Le Roeulx: il tente de trancher la gorge d'un policier

Une dispute conjugale avait tourné au vinaigre à l'arrivée de la police

Bosman Florence

Une dispute conjugale avait tourné au vinaigre à l'arrivée de la police Un Bruxellois comparaissait ce jeudi devant la 11 e chambre correctionnelle du tribunal de Mons pour des faits de coups et blessures à l'encontre de sa compagne et de plusieurs policiers. Les faits se sont produits au domicile du prévenu à Le Roeulx, le 20 avril 2016. Ce soir-là, une dispute a éclaté entre Dominique et sa femme, qui avaient tout deux, consommé de boissons alcoolisées.

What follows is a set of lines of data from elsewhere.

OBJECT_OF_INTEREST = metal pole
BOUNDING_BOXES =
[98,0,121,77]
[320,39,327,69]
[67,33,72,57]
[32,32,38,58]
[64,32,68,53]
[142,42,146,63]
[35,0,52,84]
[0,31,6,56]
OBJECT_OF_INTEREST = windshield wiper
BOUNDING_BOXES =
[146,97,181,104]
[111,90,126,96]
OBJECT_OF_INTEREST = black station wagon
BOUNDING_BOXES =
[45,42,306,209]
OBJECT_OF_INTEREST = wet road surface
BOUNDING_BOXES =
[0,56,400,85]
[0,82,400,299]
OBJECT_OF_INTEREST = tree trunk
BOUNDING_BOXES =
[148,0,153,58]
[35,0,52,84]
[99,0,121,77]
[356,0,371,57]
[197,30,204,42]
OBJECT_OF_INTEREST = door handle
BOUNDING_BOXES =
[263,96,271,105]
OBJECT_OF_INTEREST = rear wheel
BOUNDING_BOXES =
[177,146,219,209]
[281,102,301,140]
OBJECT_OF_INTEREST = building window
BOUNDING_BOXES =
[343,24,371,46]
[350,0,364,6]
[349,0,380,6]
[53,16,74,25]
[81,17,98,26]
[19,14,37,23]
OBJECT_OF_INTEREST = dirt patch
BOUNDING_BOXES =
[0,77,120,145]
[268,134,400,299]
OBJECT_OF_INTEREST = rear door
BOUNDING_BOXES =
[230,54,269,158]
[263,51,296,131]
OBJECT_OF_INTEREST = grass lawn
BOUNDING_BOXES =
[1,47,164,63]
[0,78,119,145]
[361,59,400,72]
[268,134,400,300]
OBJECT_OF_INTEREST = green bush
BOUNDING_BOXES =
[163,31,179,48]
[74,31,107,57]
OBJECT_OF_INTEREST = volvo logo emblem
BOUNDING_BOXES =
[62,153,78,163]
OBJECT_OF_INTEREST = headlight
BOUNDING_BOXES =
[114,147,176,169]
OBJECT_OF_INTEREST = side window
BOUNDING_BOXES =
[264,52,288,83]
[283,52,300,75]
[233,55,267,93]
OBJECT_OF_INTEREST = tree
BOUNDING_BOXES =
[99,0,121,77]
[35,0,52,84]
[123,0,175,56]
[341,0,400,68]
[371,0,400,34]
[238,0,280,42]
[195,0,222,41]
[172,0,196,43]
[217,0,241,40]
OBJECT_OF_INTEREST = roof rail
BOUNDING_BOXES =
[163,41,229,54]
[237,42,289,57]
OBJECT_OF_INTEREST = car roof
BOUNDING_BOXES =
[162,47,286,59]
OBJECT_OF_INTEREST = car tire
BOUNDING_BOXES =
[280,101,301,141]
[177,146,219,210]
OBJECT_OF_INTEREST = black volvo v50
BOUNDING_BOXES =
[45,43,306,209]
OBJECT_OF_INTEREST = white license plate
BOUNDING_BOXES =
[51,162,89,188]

Le ton est rapidement monté au sein du foyer conjugal avant que des insultes et des menaces ne soient proférées. De fil en aiguille, la situation s'est envenimée à un point tel que le prévenu, ne voyant plus d'autre issue, a dégainé un couteau en menaçant de se suicider. Sa conjointe s'est alors précipitée pour tenter de lui reprendre le poignard de force.

Dans la foulée, l'individu a malencontreusement porté un geste maladroit à l'encontre de sa compagne. Elle a été blessée au pouce par le coup de poignard. À l'arrivée de la police, la victime s'était réfugiée dans sa chambre et tentait désespérément de stopper l'hémorragie.

L'homme, quant à lui, s'était retranché dans la salle de bains avec son couteau et tenait des propos incompréhensibles. Après avoir refusé d'obtempérer aux injonctions, le forcené s'est élancé vers lui pour tenter de lui trancher la gorge. Heureusement, le policier a anticipé le coup, ce qui lui a permis de l'éviter de justesse.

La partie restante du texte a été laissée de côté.